Under the SEC’s new rules, shareholders must hold $25,000 in shares for at least a year, or hold a $2,000 stake for at least three years, to submit a proposal for a vote. Previously, having $2,000 in shares for a year was sufficient to submit proposals.

In addition, the SEC has significantly upped the threshold for refiling a proposal that has been voted on previously. Resubmission will now require 5% of support at first vote, 15% on a second vote and 25% on a third vote. The new rules also prevent smaller investors from aggregating their holdings to submit a resolution.

The decision leaves investors little choice but to vote against directors “to express their discontent over corporate behaviour that threatens their portfolios and the financial system at large”, said Majority Action

The Interfaith Center on Corporate Responsibility (ICCR), a coalition of faith investors, said that the SEC had wrongly assumed that “shareholder proposals are simply a burden to companies with no benefits for companies…when there is 50 years of evidence to the contrary”. Shareholder engagement is a crucial ‘early warning system’ for companies to identify emerging risks, said the ICCR.  

The body cautioned that the new rules would curtail a number of ongoing resolutions addressing “systemic racism” at Tyson Foods, Facebook and Alphabet.

Sustainability-focused boutique Arjuna Capital echoed the point, saying that the decision would shut down “a shareholder resolution process that is now open as a means to address real issues of genuine concern to Black Americans”. According to Natasha Lamb, a Managing Partner at Arjuna, it is “typical for first-time shareholder resolutions to get relatively low vote percentages early on, and then a consensus of support emerges over time”. She estimated that the new rules would reduce the number of shareholder proposals at annual meetings by 37%.

Many responses singled out regulators for bowing to “an intense, multi-year lobbying campaign” by trade associations such as the Business Roundtable and the National Association of Manufacturers.

Amy Borrus, the Executive Director of US corporate governance body the Council of Institutional Investors (CII), said: “The result will be fewer shareholder proposals – and that is precisely the goal of the business lobby that pressed the SEC to make these changes.

“Simply put, CEOs and corporate directors do not like being second-guessed by shareholders on environmental, social and governance matters.”

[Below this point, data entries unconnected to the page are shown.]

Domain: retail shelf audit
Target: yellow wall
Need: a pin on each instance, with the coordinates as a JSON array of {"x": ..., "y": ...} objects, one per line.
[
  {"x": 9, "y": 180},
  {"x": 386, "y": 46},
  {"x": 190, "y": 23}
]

According to the CII, applying the new rules retroactively to the previous decade would have significantly reduced the number of proposals for independent directors and, political and lobbying disclosures by companies. 

In a statement, US investor campaign body Majority Action, said that the decision had left investors little choice but to vote against directors “to express their discontent over corporate behaviour that threatens their portfolios and the financial system at large”.

The body said: “Though the SEC has undermined the shareholder resolution mechanism, these draconian new rules will not succeed in silencing long-term investors.”

US shareholders may soon face additional restrictions in the proxy voting process, separate to those introduced by the SEC. The US Department of Labour is currently considering proposals which could prevent regulated pensions funds from voting on sustainability-focused shareholder proposals.